The fan law for RPM is part of a group of relationships known as the fan affinity laws. These laws describe how airflow, pressure and power change when you alter the rotational speed of a geometrically similar fan running in the same gas. They are essential tools for engineers who adjust fan speed with variable-frequency drives in industrial and mining ventilation systems.

For a given fan (same diameter, same blades) operating in the same air density, the key fan laws related to RPM (speed) are:

  • Airflow (Q) is directly proportional to speed (N): Q₂ / Q₁ = N₂ / N₁
  • Pressure (P) is proportional to the square of speed: P₂ / P₁ = (N₂ / N₁)²
  • Power (kW) is proportional to the cube of speed: kW₂ / kW₁ = (N₂ / N₁)³

These relationships show why RPM control is powerful but must be used carefully. For example, if you increase fan speed by 20% (N₂/N₁ = 1.2), the airflow increases by about 20%, pressure by about 44% (1.2²) and power by about 73% (1.2³). Conversely, reducing speed by 20% lowers power demand by nearly half, which is why variable-frequency drives can yield large energy savings in ventilation systems that rarely need full capacity.

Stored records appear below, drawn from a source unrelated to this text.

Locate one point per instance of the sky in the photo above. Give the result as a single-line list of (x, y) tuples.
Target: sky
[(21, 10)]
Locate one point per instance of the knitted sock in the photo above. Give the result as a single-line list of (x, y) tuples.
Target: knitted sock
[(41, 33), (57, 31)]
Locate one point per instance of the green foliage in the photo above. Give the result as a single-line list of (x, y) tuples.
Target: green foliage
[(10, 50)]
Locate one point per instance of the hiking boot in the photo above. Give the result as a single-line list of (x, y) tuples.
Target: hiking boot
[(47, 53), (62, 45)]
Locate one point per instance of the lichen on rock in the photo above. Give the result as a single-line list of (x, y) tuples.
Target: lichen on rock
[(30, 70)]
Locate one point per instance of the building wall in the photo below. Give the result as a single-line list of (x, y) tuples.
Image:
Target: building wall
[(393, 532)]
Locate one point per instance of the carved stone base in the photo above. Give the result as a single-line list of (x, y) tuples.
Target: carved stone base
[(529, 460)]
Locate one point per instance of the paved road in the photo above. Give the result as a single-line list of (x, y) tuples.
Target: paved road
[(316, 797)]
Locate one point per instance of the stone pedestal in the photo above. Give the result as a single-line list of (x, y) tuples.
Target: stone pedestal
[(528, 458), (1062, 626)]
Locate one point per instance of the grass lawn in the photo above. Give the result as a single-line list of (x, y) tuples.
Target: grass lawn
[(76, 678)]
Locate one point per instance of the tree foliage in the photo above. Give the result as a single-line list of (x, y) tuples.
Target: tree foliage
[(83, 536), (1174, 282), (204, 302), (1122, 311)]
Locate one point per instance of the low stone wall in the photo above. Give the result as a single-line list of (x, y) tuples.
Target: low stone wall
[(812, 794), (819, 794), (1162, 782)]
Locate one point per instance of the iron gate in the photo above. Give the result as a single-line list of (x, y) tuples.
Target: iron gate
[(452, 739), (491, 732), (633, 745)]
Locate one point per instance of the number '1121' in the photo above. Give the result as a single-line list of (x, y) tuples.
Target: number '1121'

In industrial plants and mines, the fan law for RPM is used when upgrading motors, adding VFDs, or checking whether an existing fan can handle a new duty. If you know the fan’s performance at one speed from its curve, you can approximate the curve at another speed by applying the affinity laws. This allows quick estimates of how much extra airflow you might gain or how much energy you might save by changing RPM.

It is important to remember the limits of the fan laws. They assume the fan stays within a similar aerodynamic regime and that the system resistance behaves in the normal way (pressure roughly proportional to flow squared). If a fan approaches stall, choking or structural limits, simple proportional relationships may no longer apply. Temperature changes and density differences in hot flue gas or deep mines also require corrections.

In summary, the fan law for RPM tells you that for a specific fan and gas, airflow varies directly with RPM, pressure varies with RPM squared and power varies with RPM cubed. These affinity laws underpin most speed-control decisions in industrial and mining ventilation engineering.